Expected Outcome: An email containing a summary of all newly discovered and relevant job postings that were added to your Airtable data table, sent every morning at 8:00 AM.
Zapier makes it really easy to create and configure your agent, and so I’m not going to go through the process here. If you want more detail on this, let me know directly or in the comments below and I can flesh this out further.
Managing your limited actions in the Free Tier
From the outset, the number of Agent Actions have been my nemesis in building with Zapier. It can do a lot, but each of those actions are going to cost you. ^_^ But, as they say, the obstacle becomes the way.
For me, I had to manage two parts of the action economy (#IYKYK) – keeping my monthly consumption under 400 and my daily consumption under 10. My daily workflows bounce between 8-15, but they will pause themselves once they pass 10 activities in a run the following message:
I’ve reached the limit of 10 activities per run on Agents’ Free plan. Upgrade to a paid Agents plan to unlock up to 40 continuous activities per run. Shall I continue with the rest for now?
Unpausing it is easy, you open up the activity entry for that run and click ‘Yes, continue’ and it picks back up where it left off.

How I drove down my action consumption by focusing on my tool calls:
- I created a data store to retain processed URLs
- I originally did this in Airtable because that was where I was tracking my applications, but I moved to Zapier tables because Airtable was unable to filter the number of columns returned, and continued to consume more memory and actions than needed.

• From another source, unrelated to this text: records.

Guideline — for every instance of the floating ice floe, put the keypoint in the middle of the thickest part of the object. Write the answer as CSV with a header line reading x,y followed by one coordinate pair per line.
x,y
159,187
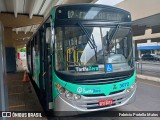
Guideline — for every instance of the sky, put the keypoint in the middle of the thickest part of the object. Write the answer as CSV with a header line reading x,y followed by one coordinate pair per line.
x,y
109,2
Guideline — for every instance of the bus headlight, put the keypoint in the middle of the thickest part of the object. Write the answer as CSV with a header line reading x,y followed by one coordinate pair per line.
x,y
66,93
60,88
77,97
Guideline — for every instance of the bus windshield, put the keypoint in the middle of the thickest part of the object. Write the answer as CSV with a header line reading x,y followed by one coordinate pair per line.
x,y
90,51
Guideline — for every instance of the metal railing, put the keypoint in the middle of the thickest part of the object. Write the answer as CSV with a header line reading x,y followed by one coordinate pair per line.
x,y
148,67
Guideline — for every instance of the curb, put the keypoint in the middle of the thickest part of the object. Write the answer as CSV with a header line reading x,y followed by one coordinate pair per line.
x,y
148,78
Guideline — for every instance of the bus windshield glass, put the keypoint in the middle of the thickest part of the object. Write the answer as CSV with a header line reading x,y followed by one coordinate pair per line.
x,y
86,12
89,49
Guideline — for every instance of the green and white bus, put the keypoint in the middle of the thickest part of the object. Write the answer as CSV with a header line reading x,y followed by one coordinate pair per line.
x,y
81,58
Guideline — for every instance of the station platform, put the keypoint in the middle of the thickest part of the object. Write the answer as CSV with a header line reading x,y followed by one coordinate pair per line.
x,y
21,95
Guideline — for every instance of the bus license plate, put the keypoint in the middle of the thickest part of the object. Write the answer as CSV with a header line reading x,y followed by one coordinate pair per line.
x,y
105,102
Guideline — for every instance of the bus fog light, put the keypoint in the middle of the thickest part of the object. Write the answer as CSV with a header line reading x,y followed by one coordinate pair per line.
x,y
132,86
69,95
77,97
62,90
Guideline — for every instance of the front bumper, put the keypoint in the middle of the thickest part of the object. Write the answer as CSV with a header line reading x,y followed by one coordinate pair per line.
x,y
87,104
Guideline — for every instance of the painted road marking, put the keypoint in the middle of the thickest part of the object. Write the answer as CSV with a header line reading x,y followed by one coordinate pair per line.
x,y
149,84
14,106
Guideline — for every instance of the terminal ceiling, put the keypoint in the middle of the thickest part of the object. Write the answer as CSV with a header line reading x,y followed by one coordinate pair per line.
x,y
24,16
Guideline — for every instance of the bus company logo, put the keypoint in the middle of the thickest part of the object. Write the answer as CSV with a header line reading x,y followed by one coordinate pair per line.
x,y
79,89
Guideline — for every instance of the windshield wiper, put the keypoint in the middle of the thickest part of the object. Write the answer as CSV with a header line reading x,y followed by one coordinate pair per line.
x,y
91,40
113,33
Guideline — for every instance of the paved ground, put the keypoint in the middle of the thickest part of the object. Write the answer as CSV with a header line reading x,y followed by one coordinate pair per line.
x,y
149,69
147,99
21,96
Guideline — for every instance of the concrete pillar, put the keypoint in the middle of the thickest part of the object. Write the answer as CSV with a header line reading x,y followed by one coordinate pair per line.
x,y
8,37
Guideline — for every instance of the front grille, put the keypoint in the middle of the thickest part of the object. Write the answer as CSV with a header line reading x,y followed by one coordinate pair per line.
x,y
103,81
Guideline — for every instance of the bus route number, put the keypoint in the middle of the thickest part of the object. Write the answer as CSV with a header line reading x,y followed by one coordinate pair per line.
x,y
123,85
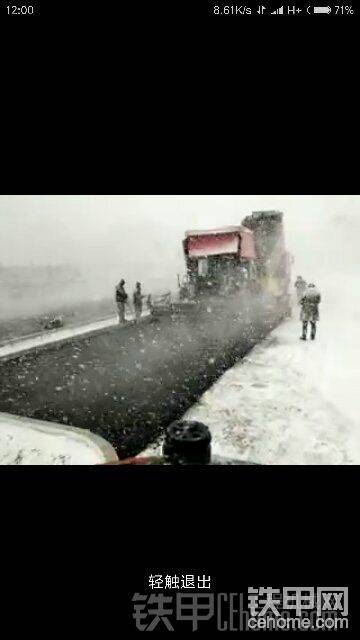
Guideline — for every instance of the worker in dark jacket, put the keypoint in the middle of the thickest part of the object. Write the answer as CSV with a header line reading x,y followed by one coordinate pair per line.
x,y
121,298
310,310
300,286
137,300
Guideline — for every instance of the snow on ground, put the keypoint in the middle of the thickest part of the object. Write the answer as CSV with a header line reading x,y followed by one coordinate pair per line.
x,y
55,335
32,442
289,401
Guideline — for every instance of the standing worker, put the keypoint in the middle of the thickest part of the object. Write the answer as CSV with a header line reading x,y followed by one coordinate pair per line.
x,y
121,298
300,286
137,300
310,310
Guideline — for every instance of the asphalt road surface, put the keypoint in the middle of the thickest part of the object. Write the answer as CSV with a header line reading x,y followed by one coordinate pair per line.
x,y
128,383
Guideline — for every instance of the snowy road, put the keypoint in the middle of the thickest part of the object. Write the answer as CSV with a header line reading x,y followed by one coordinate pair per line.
x,y
289,401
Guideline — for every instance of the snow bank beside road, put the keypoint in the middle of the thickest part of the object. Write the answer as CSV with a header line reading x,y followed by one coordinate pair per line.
x,y
29,442
290,402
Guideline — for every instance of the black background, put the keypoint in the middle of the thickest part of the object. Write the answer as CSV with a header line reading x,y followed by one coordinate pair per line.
x,y
159,97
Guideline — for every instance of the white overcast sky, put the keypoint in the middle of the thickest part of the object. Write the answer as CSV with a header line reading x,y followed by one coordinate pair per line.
x,y
139,237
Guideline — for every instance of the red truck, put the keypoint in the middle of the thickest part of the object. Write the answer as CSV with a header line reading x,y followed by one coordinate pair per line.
x,y
219,259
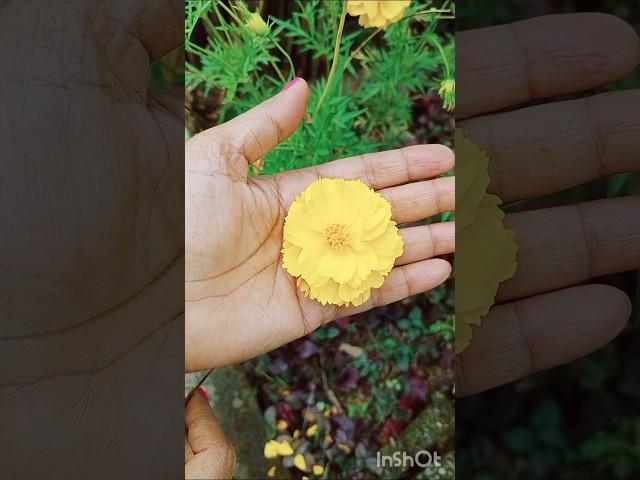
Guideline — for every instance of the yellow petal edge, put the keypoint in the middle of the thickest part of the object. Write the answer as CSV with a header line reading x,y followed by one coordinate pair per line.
x,y
340,241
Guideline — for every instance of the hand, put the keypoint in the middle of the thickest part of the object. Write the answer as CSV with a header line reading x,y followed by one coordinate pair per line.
x,y
91,246
207,452
240,302
544,315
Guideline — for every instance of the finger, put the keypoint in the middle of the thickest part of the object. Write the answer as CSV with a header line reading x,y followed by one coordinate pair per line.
x,y
541,57
159,24
256,132
403,282
419,200
520,338
427,241
393,167
563,144
564,246
214,456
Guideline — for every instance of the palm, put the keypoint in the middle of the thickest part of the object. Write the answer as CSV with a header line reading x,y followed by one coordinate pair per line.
x,y
240,301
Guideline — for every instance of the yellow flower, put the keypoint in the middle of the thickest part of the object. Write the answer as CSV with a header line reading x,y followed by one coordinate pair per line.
x,y
340,241
486,250
285,449
377,13
299,462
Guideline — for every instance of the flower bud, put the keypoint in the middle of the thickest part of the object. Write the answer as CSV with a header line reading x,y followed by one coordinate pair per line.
x,y
448,93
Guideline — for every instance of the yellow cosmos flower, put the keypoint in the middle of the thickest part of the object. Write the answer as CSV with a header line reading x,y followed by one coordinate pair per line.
x,y
340,241
447,92
377,13
486,250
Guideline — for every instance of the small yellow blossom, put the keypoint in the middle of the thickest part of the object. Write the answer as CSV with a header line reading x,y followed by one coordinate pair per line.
x,y
344,448
377,13
300,462
340,241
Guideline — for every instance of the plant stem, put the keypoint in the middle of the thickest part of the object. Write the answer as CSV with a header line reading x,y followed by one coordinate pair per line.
x,y
336,58
292,72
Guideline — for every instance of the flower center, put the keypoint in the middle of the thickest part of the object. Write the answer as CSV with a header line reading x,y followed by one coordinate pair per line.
x,y
336,235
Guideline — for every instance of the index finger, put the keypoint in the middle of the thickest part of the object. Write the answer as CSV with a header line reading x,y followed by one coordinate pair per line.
x,y
542,57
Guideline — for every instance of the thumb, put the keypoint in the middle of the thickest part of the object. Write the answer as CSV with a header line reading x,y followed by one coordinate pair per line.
x,y
256,132
208,453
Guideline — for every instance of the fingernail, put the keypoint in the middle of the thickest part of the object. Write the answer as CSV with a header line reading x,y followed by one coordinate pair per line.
x,y
290,83
203,393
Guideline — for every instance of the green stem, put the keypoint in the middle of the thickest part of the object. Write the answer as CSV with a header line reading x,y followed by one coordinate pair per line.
x,y
443,55
336,58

- I started doing a processed URL check for each URL, but moved to a ‘bulk download’ and ‘bulk check’ to dramatically decrease the number of actions I used each day
- I also upload all of the new URLs in bulk to the data store, which saves a lot of actions
- Until last month, I used both Zapier Tables and Airtable in my queries – Zapier to keep everything local and Airtable as a secondary check to not reprocess results found by my n8n agent…but the Airtable API limits caused me to toss out the Airtable data store entirely
- My URL processing optimizes for filtering first
- I explicitly tell the LLM to NOT DOWNLOAD THE PAGE CONTENT when doing the web searches — yes, it did this. And yes, it took me many discussions to get it to stop. Each one of those web page views/downloads costs you an action
- I grab the top 20 results, normalize the URLs down to their base form, and THEN filter out all of those we’ve seen before
Unfortunately, I can’t document how much these changes have saved me over time because Zapier Agents doesn’t retain the Activities count in the job history beyond a couple weeks.
What’s next
Although most of my time is spent working with my n8n agent, I really love Zapier Agents and I’ll continue to experiment with the platform here and with other tasks.